The impact hits on Wednesday, Jan. 13, at 7 p.m., when, weather permitting, crews will start delineating new, narrower lanes on the freeway to accommodate a construction zone.

trafficThe first full freeway closure is set to occur after midnight, in the early morning hours of Jan. 14, with all lanes scheduled to reopen by 6 a.m. [Updated 1/13/10: The start of work on the 405 is being delayed for a second night because of rain. Learn more here.] Updates also are being posted on Twitter. In addition, Metro has expanded its community relations staff on the project and has established a hotline for public inquiries, (213) 922-3665.

In dealing with the community, Barbour says, the important thing is to stick to the facts in the project plan. “All the people on the Westside understand what’s going on,” he says. “You need to be very straightforward.”

At monthly meetings with the Community Advisory Committee, Barbour says he tackles “every issue under the sun,” including such questions as: “Are you closing my off ramp? Are you affecting me? Can emergency equipment get through?” (For that last question, he brought in police and fire representatives to explain how they will respond.)

There are also meetings for the community as a whole, such as an open house planned for Jan. 20 at the Westwood Recreation Center.

The project, a partnership of the Los Angeles Metropolitan Transportation Authority (Metro) and the California Department of Transportation (Caltrans), is expected to cost $1.034 billion, with $189.9 million coming from the American Recovery & Reinvestment Act of 2009. The rest will flow from state and other federal sources.

Barbour’s job, which pays $200,000 annually, involves coordinating the work of all agencies with a role in the project—including Caltrans, the city Department of Transportation and L.A. County.

“It’s really trying to knock down the barriers for the contractor (Kiewit Pacific Co.),” says Barbour, whose official title is Executive Officer, Highway Project Management. “One of our main concerns is keeping the project on schedule.”

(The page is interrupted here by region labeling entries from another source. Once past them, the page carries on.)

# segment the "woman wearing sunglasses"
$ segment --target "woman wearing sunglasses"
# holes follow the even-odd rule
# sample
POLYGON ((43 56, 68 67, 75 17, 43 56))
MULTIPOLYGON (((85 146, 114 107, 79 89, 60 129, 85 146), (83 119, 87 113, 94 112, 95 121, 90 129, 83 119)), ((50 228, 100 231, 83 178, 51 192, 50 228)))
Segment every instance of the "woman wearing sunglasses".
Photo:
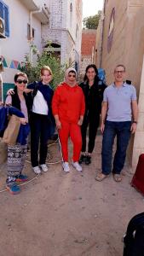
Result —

He’s a true believer in the importance of completing the northbound carpool lane through the Sepulveda Pass and creating an unbroken high-occupancy vehicle route from the Orange County line north to the San Fernando Valley.

“The HOV lane is a really big impact,” he says. “Three hundred thousand people come through there daily.”

Metro estimates that daily carpool commuters could save about 10 minutes a day—50 minutes a week—when the project is completed in 2013. “It’s not a lot for an individual,” Barbour says, “but for 300,000 people—that’s a significant amount of money and time.”

Carpool lanes aren’t just a job for Barbour; they’re a passion.

He says he often grabs a colleague to travel with him so he can take advantage of the carpool lanes on the 105 or 405 as he shuttles between his main office at the Howard Hughes Center near the airport, the job site in Brentwood and Metro’s downtown Los Angeles offices. And when he’s in the carpool lane, “I can just blow by everybody on the 105.” (Get it? He likes carpool lanes.)
Before joining Metro, Barbour, who grew up in Southern California, worked for 8 years as a consultant in the private sector. Earlier, he put in 18 years at Caltrans, including a stint as acting deputy director for design for District 7, which includes Los Angeles and Ventura counties.

If you’ve ever been on the 110/Adams Boulevard HOV lane near downtown Los Angeles, or the Carquinez suspension bridge in Northern California, you know his work.

Before Barbour retired as a major in the Air Force Reserve, he was deployed twice to Iraq—in 2003 and again in 2007. “I wouldn’t trade it for anything,” he says.

Barbour still has a home in Northern California, where he spent much of his career with Caltrans and where his wife works as an attorney. He says he’s looking to buy a place in L.A. soon.

Meanwhile, he’s got lots of 10- and 12-hour days to keep the gears moving on the 405 project. “Everybody wants to get a greener planet,” he says. “But what we’re stuck with is a society where everybody commutes. If you have it, you’ve gotta fix it.”